Flo Holder, like so many during the pandemic, is doing most of her financial transactions online.
The 63-year-old found an east Tampa home for rent on a popular website for rental houses. Because of the pandemic and her underlying health issues, Flo was happy she could fill out an application and submit a deposit without having to come into contact with anyone.
Flo says she used a payment app to send a $600 deposit. Flo said the pictures on the ad appeared professional. Her new landlord was easy to reach by phone.
“All he needs is the money, and my keys will be there the next day,” she said.
But when the payment app refused to process the transaction for the deposit, Flo became suspicious. So she drove to what she thought would be her new home. There she discovered the house was not for rent and it had just been sold.
ABC Action News called the real estate broker who sold the home. The agent said that after realizing con artists used pictures of the house for a fake online ad, she posted a notice in the window telling people the home was not for rent.
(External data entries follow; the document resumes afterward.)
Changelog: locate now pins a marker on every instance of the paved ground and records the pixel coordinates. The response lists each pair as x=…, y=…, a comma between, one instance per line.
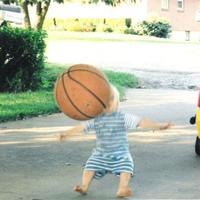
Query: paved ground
x=132, y=55
x=35, y=166
x=158, y=64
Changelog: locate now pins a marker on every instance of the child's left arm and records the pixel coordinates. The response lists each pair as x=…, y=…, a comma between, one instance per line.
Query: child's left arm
x=75, y=131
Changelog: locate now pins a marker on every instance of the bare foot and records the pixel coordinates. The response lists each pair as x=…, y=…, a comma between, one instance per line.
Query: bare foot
x=124, y=192
x=80, y=189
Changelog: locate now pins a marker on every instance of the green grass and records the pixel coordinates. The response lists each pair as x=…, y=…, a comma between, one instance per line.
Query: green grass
x=21, y=105
x=59, y=36
x=27, y=104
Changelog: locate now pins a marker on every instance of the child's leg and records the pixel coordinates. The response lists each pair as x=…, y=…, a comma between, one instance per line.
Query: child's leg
x=124, y=190
x=86, y=180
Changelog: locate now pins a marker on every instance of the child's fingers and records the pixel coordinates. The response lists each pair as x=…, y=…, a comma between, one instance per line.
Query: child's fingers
x=166, y=126
x=61, y=137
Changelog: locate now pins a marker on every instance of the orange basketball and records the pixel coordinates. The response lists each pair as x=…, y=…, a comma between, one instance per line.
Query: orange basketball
x=82, y=92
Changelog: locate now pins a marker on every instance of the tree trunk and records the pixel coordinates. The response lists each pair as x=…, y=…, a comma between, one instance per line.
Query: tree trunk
x=41, y=13
x=27, y=21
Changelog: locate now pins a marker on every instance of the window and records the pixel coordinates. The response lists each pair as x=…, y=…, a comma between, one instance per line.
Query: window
x=180, y=5
x=165, y=4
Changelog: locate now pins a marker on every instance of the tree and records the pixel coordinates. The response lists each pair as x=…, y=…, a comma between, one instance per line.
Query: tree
x=42, y=7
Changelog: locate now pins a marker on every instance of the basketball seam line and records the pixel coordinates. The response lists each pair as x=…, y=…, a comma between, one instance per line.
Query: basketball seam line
x=66, y=93
x=87, y=71
x=92, y=93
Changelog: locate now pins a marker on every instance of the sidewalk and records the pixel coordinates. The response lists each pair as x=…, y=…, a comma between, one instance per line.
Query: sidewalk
x=35, y=166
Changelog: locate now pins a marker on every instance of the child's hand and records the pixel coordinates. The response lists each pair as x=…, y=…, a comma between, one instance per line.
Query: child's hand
x=61, y=137
x=165, y=126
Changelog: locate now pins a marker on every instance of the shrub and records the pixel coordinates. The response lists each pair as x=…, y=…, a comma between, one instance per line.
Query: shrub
x=128, y=22
x=21, y=59
x=156, y=27
x=130, y=31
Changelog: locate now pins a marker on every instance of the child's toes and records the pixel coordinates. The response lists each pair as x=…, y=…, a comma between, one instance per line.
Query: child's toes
x=79, y=189
x=123, y=193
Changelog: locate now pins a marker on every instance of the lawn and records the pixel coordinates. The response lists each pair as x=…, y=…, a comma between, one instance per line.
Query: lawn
x=21, y=105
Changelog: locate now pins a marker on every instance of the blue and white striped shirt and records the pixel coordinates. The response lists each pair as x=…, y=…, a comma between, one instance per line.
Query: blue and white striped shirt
x=111, y=132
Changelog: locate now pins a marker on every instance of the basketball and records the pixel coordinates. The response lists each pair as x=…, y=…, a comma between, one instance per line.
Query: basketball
x=82, y=92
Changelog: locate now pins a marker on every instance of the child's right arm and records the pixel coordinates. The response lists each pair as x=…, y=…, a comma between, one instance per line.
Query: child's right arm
x=148, y=123
x=75, y=131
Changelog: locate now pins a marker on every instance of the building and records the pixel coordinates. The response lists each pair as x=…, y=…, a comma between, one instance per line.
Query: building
x=183, y=15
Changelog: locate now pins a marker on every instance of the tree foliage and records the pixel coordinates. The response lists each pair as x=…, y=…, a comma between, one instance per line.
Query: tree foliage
x=42, y=7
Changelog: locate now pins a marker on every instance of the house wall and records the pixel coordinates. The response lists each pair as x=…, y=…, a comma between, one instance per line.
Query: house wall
x=180, y=20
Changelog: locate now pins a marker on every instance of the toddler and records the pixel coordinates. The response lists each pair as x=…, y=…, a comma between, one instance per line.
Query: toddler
x=111, y=154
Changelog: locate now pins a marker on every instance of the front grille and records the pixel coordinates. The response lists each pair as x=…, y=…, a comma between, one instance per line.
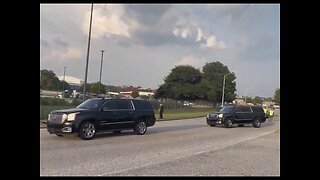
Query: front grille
x=56, y=118
x=213, y=116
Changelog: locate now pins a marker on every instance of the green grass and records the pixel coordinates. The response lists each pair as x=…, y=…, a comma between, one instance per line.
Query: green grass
x=184, y=113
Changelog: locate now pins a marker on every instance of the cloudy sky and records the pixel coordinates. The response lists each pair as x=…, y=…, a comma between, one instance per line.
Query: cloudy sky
x=143, y=43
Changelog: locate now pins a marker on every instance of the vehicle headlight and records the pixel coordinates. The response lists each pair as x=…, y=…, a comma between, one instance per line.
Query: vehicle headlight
x=72, y=116
x=64, y=117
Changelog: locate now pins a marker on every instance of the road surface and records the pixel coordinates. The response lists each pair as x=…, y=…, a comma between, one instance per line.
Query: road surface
x=170, y=148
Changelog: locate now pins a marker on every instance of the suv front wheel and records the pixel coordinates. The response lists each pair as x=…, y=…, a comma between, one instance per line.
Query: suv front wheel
x=140, y=128
x=87, y=130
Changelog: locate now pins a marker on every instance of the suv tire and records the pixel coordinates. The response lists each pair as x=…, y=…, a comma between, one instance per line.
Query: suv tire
x=256, y=123
x=87, y=130
x=140, y=128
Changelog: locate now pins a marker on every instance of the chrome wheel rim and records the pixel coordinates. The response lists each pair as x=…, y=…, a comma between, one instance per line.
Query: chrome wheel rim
x=142, y=127
x=258, y=122
x=88, y=130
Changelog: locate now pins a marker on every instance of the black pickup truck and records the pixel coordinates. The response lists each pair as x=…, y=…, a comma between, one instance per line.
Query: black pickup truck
x=229, y=115
x=102, y=115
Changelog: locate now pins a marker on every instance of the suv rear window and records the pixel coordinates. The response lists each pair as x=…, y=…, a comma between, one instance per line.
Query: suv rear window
x=142, y=105
x=257, y=109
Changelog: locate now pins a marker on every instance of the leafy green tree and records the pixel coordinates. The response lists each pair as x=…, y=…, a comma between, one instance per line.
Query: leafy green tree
x=181, y=84
x=88, y=87
x=135, y=93
x=49, y=80
x=213, y=75
x=63, y=85
x=94, y=88
x=276, y=96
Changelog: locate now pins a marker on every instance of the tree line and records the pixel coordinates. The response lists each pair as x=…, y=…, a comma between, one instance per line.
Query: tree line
x=188, y=83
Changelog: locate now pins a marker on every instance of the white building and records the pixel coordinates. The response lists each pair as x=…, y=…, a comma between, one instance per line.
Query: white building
x=74, y=83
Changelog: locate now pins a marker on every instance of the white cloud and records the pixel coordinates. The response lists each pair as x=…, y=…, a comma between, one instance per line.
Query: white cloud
x=212, y=42
x=199, y=34
x=185, y=33
x=190, y=60
x=59, y=55
x=106, y=21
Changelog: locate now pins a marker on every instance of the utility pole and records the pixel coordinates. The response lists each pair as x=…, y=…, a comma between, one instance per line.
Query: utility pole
x=88, y=50
x=64, y=75
x=101, y=71
x=224, y=81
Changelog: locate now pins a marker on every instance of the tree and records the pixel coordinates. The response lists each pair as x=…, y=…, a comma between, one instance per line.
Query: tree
x=276, y=96
x=213, y=74
x=49, y=80
x=63, y=85
x=88, y=86
x=94, y=88
x=181, y=84
x=135, y=93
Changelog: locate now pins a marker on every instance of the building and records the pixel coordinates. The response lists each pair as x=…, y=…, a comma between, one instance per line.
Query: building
x=74, y=83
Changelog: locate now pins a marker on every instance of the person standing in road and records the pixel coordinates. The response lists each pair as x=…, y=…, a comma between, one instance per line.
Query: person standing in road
x=161, y=111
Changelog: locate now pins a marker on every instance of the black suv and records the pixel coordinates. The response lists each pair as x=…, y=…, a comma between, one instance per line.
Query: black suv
x=240, y=115
x=100, y=115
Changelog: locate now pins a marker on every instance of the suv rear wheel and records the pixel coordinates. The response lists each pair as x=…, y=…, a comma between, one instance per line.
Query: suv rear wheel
x=256, y=123
x=228, y=123
x=140, y=128
x=87, y=130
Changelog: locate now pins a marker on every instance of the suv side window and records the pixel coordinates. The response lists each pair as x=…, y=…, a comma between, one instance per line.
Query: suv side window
x=110, y=105
x=124, y=104
x=243, y=109
x=257, y=109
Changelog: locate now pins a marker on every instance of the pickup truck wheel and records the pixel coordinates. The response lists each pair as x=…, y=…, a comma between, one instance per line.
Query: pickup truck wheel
x=87, y=130
x=256, y=123
x=140, y=128
x=228, y=123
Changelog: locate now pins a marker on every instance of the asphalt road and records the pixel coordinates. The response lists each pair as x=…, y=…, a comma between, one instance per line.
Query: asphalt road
x=170, y=148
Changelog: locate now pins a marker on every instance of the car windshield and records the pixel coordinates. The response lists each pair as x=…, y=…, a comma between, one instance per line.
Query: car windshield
x=227, y=109
x=91, y=104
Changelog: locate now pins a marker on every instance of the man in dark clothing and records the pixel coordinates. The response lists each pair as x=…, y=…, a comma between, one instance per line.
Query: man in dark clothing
x=161, y=111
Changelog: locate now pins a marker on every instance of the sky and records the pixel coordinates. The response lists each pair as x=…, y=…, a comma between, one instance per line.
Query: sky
x=142, y=43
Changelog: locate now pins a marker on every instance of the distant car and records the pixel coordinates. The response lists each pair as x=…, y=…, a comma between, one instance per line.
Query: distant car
x=188, y=104
x=100, y=115
x=229, y=115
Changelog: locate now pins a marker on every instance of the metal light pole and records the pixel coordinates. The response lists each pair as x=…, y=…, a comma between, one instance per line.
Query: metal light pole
x=101, y=71
x=64, y=75
x=88, y=50
x=224, y=81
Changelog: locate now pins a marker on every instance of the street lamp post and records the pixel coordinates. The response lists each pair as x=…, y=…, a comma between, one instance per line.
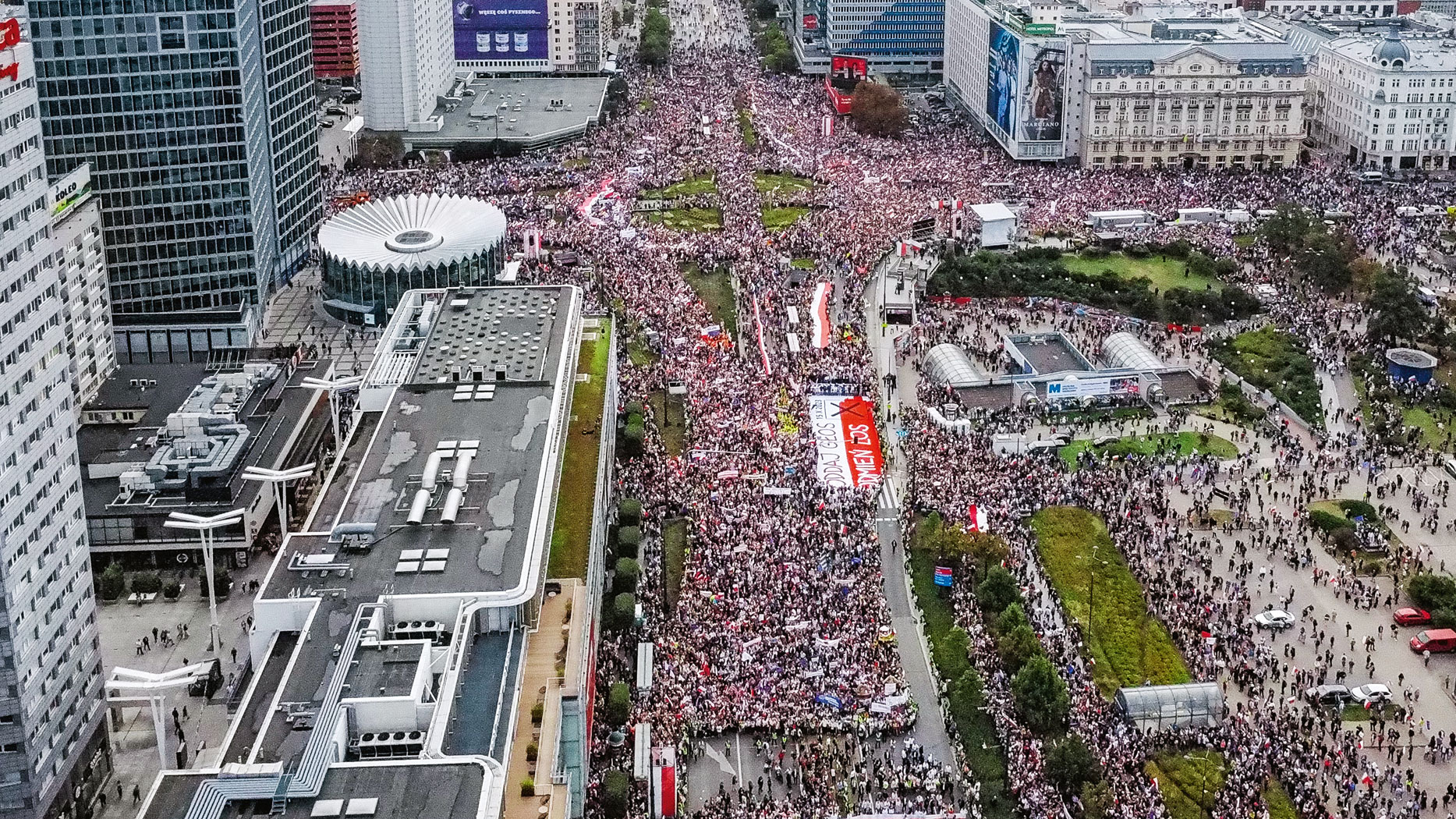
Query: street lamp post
x=280, y=481
x=335, y=388
x=206, y=526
Hillsborough County's Consumer Protection Manager Eric Olsen says fake rental ads are convincing and, in some cases, people lose all the money they had for a place to stay.
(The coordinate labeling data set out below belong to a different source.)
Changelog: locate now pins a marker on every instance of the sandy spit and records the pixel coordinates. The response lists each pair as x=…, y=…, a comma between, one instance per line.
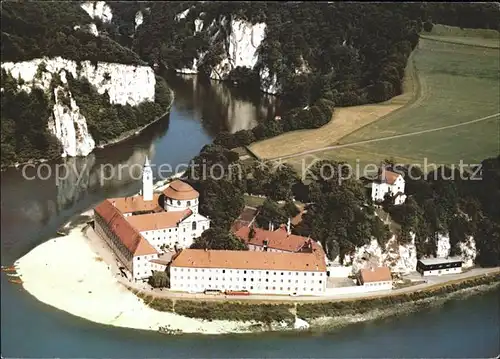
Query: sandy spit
x=64, y=273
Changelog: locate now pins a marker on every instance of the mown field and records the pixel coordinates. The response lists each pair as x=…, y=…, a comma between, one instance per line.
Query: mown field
x=344, y=121
x=457, y=83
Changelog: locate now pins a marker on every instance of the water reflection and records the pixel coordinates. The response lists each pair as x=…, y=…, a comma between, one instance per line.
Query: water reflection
x=222, y=108
x=33, y=209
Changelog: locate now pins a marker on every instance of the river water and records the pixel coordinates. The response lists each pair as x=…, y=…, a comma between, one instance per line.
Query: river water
x=33, y=209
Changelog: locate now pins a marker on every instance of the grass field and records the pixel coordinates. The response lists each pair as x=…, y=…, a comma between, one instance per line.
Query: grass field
x=457, y=83
x=344, y=121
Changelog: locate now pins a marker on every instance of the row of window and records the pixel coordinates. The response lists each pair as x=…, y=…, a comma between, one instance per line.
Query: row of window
x=376, y=284
x=237, y=287
x=174, y=269
x=236, y=279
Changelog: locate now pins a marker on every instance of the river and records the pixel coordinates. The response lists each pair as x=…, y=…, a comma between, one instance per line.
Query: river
x=32, y=210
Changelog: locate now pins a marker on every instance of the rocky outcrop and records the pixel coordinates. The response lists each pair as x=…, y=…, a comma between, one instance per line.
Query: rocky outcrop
x=98, y=10
x=402, y=258
x=124, y=84
x=240, y=40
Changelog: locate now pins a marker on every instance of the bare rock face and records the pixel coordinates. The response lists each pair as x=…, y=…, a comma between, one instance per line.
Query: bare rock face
x=240, y=50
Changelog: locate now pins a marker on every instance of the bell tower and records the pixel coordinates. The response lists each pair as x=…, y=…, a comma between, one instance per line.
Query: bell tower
x=147, y=181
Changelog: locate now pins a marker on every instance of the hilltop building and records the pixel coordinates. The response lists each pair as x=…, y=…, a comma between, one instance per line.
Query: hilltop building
x=388, y=182
x=140, y=229
x=258, y=272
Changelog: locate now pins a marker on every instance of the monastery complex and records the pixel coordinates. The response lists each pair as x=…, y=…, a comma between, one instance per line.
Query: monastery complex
x=154, y=231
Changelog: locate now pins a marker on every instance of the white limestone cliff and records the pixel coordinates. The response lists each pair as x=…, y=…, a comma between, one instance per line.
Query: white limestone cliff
x=402, y=258
x=70, y=126
x=125, y=84
x=468, y=252
x=98, y=10
x=240, y=48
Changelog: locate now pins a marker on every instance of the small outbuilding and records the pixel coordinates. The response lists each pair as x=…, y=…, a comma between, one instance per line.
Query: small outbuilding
x=376, y=278
x=439, y=266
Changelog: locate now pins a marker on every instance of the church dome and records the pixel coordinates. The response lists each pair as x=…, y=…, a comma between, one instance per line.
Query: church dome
x=180, y=191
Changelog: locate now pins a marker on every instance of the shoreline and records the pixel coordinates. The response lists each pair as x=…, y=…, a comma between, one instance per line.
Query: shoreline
x=90, y=280
x=127, y=135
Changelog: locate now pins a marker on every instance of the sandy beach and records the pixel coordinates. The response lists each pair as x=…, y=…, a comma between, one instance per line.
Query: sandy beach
x=66, y=273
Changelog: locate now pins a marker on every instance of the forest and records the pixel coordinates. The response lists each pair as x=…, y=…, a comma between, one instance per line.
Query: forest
x=341, y=215
x=355, y=53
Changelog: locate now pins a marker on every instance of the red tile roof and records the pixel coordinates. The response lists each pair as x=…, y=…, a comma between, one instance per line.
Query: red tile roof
x=130, y=237
x=181, y=191
x=379, y=274
x=298, y=218
x=200, y=258
x=148, y=222
x=278, y=239
x=136, y=204
x=388, y=176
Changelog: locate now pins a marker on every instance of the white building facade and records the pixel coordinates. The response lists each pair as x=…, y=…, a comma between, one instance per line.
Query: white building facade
x=255, y=272
x=374, y=279
x=439, y=266
x=141, y=228
x=389, y=183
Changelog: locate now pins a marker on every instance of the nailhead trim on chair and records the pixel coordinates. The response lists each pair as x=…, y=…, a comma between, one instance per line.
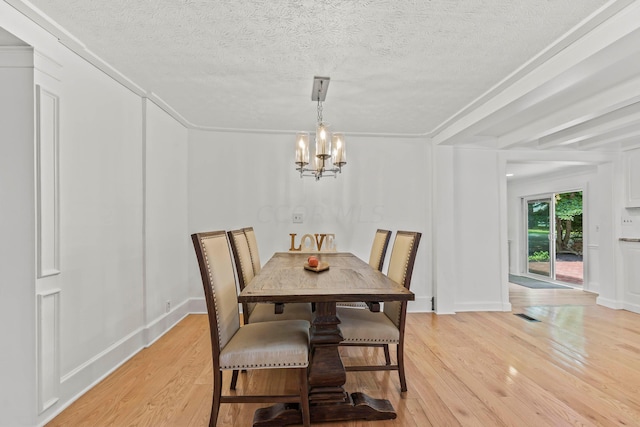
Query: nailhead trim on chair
x=215, y=300
x=347, y=340
x=404, y=275
x=269, y=365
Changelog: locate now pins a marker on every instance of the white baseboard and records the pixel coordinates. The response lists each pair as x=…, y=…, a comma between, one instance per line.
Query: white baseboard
x=483, y=306
x=632, y=307
x=420, y=305
x=609, y=303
"If they are paying in cash, in a money order or making a payment with something that can't be traced, it is difficult to find where the money went,” he said.
Flo is lucky she didn't lose her money, but the fake ad left her homeless for now.
“I had to put my stuff in storage,” she said. “I am staying with my daughter until I can find a place.”
Before renting any home, look for red flags such as below market prices and avoid requests for payments that are not traceable. Ask to meet the landlord in person and, if possible, speak with neighbors who may be able to give you information on the property.